Le Gang des Vieux en colère, nous battons contre la loi du profit capitaliste – les « eaux glacées du calcul égoïste »  – qui plonge chaque jour davantage les peuples dans l’exclusion et la misère, jeunes, adultes, vieux, et qui, nous les vieux, nous relègue de plus en plus  sous le doux nom de seniors pour ne pas dire, personnes « périmées ».

Nous avons surgi à Bruxelles vers 2016, mais manifestons désormais dans plusieurs villes belges, pour faire entendre nos vieilles voix contre les injustices sociales et pour défendre une vie digne pour tous : pensions vivables, fin de vie digne, droit au logement, droit des femmes…

Notre slogan : « On n’est pas mort, on lutte! ». Notre but : mettre la pression sur les politiques avec humour et sans violence.

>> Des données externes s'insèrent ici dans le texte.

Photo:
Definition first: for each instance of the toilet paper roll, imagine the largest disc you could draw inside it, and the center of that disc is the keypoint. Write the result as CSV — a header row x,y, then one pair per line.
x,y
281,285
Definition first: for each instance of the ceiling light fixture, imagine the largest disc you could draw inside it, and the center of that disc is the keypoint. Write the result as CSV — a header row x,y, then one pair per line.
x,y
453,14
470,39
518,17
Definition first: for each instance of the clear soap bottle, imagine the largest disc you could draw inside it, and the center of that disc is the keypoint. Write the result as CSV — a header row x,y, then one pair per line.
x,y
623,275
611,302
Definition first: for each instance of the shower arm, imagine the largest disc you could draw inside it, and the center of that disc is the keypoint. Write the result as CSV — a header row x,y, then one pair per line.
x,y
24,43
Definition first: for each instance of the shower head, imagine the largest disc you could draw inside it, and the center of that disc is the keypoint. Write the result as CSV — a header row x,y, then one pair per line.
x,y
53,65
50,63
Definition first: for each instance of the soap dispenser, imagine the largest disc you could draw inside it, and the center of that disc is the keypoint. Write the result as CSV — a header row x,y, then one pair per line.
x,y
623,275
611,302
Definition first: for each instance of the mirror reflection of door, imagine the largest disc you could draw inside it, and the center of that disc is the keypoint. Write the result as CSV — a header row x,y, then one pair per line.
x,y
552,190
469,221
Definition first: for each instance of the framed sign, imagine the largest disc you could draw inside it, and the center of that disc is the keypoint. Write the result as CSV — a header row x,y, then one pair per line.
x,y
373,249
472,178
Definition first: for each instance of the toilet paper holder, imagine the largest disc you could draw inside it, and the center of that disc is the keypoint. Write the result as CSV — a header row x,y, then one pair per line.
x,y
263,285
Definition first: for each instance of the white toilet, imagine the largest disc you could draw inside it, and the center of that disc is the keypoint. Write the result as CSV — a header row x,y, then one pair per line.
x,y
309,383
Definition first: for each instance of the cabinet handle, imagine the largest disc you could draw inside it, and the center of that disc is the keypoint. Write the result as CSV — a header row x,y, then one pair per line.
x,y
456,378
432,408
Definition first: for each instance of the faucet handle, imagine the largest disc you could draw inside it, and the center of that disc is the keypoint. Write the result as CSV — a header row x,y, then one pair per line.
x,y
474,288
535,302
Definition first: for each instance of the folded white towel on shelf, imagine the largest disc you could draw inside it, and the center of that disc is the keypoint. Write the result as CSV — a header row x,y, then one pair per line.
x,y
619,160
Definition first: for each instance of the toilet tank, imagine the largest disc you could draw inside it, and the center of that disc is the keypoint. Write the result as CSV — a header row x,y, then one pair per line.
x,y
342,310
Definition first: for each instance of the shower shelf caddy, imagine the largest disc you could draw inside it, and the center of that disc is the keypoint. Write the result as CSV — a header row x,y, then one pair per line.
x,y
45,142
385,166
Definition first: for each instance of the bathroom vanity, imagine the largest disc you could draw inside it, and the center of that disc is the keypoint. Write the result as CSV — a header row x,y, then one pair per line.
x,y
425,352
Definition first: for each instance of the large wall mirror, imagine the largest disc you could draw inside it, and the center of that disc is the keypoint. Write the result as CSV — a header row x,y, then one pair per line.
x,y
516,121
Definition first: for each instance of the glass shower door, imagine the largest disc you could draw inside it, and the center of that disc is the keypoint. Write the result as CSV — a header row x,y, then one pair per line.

Notre arme : l’humour et la joie de vivre.

On le fait certes pour nous (dans ce moment où, comme dans tous les régimes despotiques, les vieux considérés non rentables sont  mis à l’encan – mais aussi et surtout, pour « ceux et pour ceux qui un jour deviendront vieux ».

Cette revendication toute basique et humaine  : « Vieillir dans la dignité » s’étend à la défense de la dignité de tout être humain. Nous tenons à faire du bruit et en reprenant  à notre compte les combats de nos vaillants prédécesseurs, cela avec des actions spectaculaires et ludiques, loufoques, avec l’humour en étendard.

Quelques exemples : lutte pour la mobilité  et les transports gratuits avec occupation d’un train pour Liège en 2025  – défense des pensions et du pouvoir d’achat avec occupation de banques et d’administrations avec des pancartes « Rendez l’argent » – actions déguisées en « mendiants de luxe » devant le Parlement pour réclamer une pension minimum à 1500€ net – défense des services publics et lutte contre le tout- numérique

Dans les luttes pour le climat  : flash mobs en déambulateurs lors des marches. Pour le droit au logement : occupations de logements vides avec banderoles « Des toits, pas des tombes ».